第一の方法は、利益を一番に重視しないことだ。特に、新聞やテレビなどは、社会の不正や違反を社会的に監視していく公益的機能を担っている。利益を最重視してばかりのマスコミのみでは必然的に報道の内容もトーンも偏向的になってしまう。それは、利益を重視するSNSの動画の多くが人々にとって耳障りがよく、受けやすい報道をするために事実を曲げて伝えていたり、強力なバイアスが入っていたりするのを見れば明らかである。私が読んだ本によれば、水俣病やエイズなども新聞社は情報を握っていたにもかかわらず大々的に報じなかったこともあり、被害が拡大してしまったのだという。国民に必要な、正確な事実と様々な視点からのその事実の解釈を提供し、国民の判断材料を増やしていくマスコミの本来の使命を意識することが大切だ。

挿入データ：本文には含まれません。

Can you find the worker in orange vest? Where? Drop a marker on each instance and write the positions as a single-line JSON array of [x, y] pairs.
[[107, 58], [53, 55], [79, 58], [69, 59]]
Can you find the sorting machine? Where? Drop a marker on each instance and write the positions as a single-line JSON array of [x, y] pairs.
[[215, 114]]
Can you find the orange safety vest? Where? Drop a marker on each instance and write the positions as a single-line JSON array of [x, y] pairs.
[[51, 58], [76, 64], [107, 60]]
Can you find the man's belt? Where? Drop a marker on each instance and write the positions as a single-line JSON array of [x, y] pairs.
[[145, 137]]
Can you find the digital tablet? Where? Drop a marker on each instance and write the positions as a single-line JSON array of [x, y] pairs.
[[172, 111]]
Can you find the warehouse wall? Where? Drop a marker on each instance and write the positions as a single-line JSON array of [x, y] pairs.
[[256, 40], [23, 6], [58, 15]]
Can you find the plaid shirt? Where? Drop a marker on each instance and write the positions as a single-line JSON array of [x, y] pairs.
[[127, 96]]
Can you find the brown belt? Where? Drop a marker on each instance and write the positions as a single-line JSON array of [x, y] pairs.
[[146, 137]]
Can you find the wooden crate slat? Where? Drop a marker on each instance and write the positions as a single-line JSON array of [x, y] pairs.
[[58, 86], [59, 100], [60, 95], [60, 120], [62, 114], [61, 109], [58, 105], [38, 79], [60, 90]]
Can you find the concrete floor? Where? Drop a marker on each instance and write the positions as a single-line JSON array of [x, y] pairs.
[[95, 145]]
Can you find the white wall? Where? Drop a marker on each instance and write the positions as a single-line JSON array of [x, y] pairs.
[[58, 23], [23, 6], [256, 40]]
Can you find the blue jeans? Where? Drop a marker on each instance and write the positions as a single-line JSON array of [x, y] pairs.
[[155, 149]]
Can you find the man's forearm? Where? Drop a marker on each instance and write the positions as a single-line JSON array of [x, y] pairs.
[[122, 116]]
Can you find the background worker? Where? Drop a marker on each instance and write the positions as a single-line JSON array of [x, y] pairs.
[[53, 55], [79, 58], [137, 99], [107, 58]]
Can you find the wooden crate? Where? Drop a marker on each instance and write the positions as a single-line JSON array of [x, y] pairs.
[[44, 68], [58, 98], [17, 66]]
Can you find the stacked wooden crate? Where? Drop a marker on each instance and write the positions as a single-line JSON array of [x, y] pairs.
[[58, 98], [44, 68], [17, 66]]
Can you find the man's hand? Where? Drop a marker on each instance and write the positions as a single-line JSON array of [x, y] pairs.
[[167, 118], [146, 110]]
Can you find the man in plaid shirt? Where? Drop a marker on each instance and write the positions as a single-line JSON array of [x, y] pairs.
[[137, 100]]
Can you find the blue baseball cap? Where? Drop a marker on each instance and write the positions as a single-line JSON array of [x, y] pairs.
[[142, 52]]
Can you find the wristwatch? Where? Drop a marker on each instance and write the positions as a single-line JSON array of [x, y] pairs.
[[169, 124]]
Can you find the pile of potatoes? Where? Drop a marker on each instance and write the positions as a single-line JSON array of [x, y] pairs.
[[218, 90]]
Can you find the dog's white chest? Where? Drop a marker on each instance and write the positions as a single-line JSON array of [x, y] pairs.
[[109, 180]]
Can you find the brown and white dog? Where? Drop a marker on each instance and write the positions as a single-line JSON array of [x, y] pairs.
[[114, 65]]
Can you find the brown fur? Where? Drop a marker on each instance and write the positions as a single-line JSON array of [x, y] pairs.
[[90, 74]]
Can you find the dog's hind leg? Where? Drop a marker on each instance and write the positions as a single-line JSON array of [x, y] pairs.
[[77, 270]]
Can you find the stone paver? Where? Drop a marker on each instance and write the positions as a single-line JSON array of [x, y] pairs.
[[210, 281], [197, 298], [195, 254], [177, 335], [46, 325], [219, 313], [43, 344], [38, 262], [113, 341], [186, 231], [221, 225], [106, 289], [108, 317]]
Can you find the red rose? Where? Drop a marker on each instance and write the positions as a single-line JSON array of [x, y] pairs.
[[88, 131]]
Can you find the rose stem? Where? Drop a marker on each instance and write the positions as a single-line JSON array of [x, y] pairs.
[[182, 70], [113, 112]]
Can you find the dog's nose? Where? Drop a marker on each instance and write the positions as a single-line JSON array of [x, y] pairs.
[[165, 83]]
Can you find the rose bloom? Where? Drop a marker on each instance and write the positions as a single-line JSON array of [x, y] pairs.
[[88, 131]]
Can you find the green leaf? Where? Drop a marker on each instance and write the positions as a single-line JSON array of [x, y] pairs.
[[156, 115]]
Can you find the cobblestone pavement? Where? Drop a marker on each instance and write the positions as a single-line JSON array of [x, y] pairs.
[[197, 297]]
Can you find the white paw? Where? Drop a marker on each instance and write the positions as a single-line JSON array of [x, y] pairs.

第二の方法は、国民が自身の信条とは相容れない意見でも頭から跳ね除けないことだ。人間はどうしても自分の信じている事に対する否定を受け入れられない性質がある。しかし、かといって真っ向から批判を拒否しては進歩につながらない。例えば自身がスポーツ選手だったとして、上達するには他の人からの客観的な批評が必要なのと同じだ。そしてたいていそこには否定が多かれ少なかれ含まれている。そしてその否定と改善法を受け入れる事で前へ進んでいく。同様に、報道においても同じトーンのニュースばかりを受け入れていては自身の中の偏見や差別は増長されていく一方だ。様々な視点を受け入れる事でより客観的に、事実を正しく認識することができる。

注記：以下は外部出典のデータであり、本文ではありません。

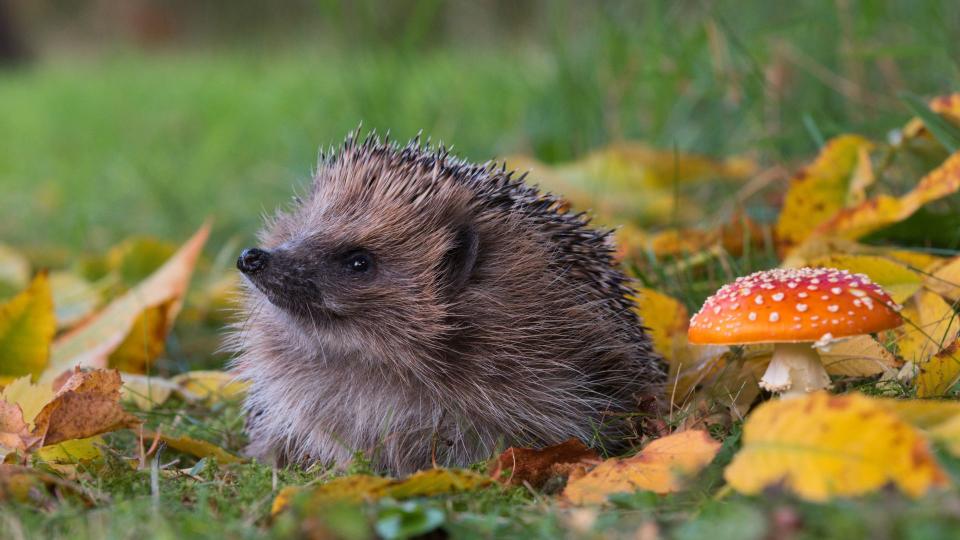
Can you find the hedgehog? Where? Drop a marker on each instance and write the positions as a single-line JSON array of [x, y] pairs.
[[420, 310]]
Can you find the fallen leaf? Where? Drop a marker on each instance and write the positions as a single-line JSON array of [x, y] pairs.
[[145, 341], [519, 466], [30, 397], [821, 189], [660, 467], [899, 281], [820, 446], [27, 326], [883, 210], [195, 447], [91, 343], [857, 356], [940, 373], [15, 433], [945, 280], [74, 298], [931, 324], [31, 486], [435, 482], [87, 404], [72, 451], [667, 320], [146, 392], [211, 386], [361, 487]]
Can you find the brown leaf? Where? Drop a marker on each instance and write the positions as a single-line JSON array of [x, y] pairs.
[[14, 431], [87, 404], [658, 468], [517, 466]]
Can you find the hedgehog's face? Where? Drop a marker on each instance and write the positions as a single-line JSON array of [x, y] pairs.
[[359, 267]]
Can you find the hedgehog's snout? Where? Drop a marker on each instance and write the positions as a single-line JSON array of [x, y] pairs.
[[252, 260]]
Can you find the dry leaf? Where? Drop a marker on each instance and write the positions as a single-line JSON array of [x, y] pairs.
[[821, 189], [885, 210], [91, 343], [660, 468], [87, 404], [945, 280], [519, 466], [820, 446], [666, 319], [857, 356], [74, 298], [938, 374], [146, 392], [195, 447], [27, 326], [145, 341], [931, 324], [899, 281], [15, 433], [361, 487], [211, 386]]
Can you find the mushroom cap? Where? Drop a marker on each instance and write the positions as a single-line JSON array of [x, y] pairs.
[[793, 305]]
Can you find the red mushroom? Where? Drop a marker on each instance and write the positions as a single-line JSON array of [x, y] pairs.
[[793, 308]]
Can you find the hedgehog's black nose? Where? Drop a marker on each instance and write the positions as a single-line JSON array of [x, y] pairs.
[[252, 260]]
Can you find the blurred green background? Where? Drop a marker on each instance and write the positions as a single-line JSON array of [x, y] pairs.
[[145, 116]]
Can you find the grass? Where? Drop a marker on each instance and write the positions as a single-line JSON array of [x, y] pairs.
[[96, 149]]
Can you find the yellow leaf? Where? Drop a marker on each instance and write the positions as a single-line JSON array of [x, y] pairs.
[[14, 270], [858, 356], [72, 451], [27, 326], [361, 487], [884, 210], [436, 482], [817, 247], [821, 446], [196, 447], [945, 280], [931, 324], [666, 319], [211, 385], [30, 397], [821, 189], [91, 343], [14, 431], [938, 374], [660, 467], [74, 298], [145, 341], [146, 392], [899, 281]]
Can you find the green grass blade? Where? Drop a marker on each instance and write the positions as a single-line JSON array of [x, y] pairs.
[[943, 131]]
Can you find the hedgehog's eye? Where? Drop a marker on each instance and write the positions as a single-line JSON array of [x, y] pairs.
[[359, 261]]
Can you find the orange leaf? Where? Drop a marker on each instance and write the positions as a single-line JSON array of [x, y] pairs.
[[517, 466], [660, 468], [87, 404]]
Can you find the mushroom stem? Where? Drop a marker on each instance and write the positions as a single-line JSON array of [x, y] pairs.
[[794, 370]]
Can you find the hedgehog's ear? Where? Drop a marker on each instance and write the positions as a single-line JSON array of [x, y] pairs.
[[460, 260]]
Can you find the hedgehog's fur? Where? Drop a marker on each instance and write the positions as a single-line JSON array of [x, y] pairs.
[[493, 317]]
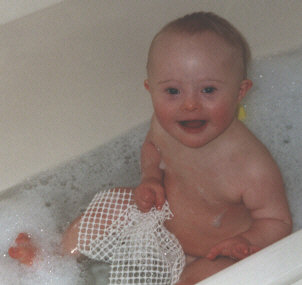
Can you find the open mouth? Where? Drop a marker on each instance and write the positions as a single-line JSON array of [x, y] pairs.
[[193, 125]]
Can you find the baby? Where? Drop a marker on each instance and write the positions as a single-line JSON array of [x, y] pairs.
[[223, 187]]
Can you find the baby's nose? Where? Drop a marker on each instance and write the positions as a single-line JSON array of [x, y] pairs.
[[191, 103]]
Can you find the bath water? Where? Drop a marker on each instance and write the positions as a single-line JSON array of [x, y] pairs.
[[44, 205]]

確かに、大きな世論の流れにはどうしても影響されてしまうのは致し方ない。また、言論の自由が保障された今だからこそこのようなことが言えるが、言論統制下では政府の意向に従うのはやむを得ない。日本でも戦前戦中は新聞紙法などで言論統制が敷かれ、検閲が行われていた。しかし、少なくとも現代の日本でのマスコミはその限りではない。反体制的、弱者に寄り添った報道が絶対的な正義だという考え方を捨て、それぞれが独自の考え方の下で情報を伝えていくのが大切だ。